Harimin güney-doğu köşesine yerleştirilmiş mermer va’z kürsüsü de, hem formu hem merdiveni ve korkulukları ile ilgi çekicidir. Kürsü mermerden bir sütun üzerine oturur. Buraya babaları ve parmaklıkları ile ilginç bir merdivenle çıkılır. Bu farklı denemeler, sanatçıların yenilikler peşinde koştuklarını gösterir.
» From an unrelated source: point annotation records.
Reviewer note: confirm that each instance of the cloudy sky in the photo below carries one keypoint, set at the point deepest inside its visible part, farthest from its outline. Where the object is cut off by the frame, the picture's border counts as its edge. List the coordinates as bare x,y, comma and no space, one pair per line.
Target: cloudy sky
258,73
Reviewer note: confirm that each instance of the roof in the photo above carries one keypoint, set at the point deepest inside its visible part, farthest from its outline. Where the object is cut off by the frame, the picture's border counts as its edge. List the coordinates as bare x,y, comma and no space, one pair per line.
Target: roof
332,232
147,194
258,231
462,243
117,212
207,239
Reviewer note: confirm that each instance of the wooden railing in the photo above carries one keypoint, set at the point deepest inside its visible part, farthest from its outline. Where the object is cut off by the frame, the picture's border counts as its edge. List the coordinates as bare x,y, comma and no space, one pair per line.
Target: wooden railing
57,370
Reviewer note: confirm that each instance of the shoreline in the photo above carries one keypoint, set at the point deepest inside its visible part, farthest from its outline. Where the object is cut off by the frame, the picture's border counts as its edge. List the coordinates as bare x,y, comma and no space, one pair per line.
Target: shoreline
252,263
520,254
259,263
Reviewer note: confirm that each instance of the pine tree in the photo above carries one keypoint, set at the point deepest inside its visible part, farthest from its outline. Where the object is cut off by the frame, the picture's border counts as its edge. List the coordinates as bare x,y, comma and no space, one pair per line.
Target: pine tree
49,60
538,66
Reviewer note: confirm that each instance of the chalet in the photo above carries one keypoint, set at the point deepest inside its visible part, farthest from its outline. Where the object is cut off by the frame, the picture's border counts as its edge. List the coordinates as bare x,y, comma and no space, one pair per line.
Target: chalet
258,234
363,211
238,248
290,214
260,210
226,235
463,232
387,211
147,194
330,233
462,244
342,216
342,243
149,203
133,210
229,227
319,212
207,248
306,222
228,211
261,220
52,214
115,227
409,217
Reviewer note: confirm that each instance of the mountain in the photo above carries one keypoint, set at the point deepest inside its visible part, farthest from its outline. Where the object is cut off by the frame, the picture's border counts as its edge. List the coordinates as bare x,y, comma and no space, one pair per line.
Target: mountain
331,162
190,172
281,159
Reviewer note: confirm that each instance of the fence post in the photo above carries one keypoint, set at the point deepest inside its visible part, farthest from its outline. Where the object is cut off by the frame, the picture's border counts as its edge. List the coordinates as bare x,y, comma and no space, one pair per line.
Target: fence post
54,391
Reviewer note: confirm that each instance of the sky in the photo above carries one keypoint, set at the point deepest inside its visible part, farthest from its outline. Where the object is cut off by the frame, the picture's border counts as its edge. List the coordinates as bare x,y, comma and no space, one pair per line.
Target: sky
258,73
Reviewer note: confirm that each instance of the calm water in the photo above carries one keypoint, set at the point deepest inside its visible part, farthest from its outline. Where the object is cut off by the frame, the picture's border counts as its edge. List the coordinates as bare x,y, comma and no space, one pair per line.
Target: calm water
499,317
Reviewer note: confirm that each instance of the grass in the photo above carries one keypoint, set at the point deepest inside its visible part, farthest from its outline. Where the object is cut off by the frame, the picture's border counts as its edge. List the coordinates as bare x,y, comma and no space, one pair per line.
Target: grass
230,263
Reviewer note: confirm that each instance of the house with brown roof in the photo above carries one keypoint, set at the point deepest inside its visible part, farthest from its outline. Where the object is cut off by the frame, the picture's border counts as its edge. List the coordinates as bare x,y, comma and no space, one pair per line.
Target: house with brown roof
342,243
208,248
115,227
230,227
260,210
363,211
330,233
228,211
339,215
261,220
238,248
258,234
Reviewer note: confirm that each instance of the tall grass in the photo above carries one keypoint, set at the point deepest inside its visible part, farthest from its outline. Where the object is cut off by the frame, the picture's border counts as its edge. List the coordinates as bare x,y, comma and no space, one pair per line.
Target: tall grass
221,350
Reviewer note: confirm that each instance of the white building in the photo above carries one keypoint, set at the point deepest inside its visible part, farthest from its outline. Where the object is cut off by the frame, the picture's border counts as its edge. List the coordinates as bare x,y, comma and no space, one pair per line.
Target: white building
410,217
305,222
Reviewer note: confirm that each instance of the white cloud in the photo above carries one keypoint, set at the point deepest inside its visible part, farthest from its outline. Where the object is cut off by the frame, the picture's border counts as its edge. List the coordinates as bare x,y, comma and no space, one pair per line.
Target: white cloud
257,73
Harimin kuzey duvarı boyunca uzanan fevkani mahfil, önde dalgalı bir hareketlilik sunar. Gayet ince dört sütunla taşınan mahfile, iki uçtaki kıvrılarak yükselen iki merdivenle çıkılır. Sütunlar kademeli yerleştirilmiş, mahfil ve merdivenlerin ahşap korkulukları, minberinkini andıran S profilli parmaklıklarla süslenmiştir. 

Üç kemer gözlü revak

Harimin önündeki üç kemer gözlü revak, eş büyüklükteki üç kubbe ile kapatılmıştır. Taştan kemerler arasındaki düz pandantiflerle geçiş yapılan kubbelerin satıhları sıvalıdır ve boş tutulmuştur. Bu kubbeleri revakın önündeki ikisi müstakil, diğer ikisi köşe payelerine dayalı yarım, dört sütun taşır. Bunların mukabilleri kuzey duvarında gömülü yarım üstüvanelerdir. Mermerden bu yüksek sütunları geniş ve yüksek yuvarlak kemerler birbirine bağlar. Revakın yanları duvarla, önü camekânla kapalıdır. Yan duvarlara, alttakiler yuvarlak kemerli üsttekiler dana gözü şekilli pencereler açılmıştır.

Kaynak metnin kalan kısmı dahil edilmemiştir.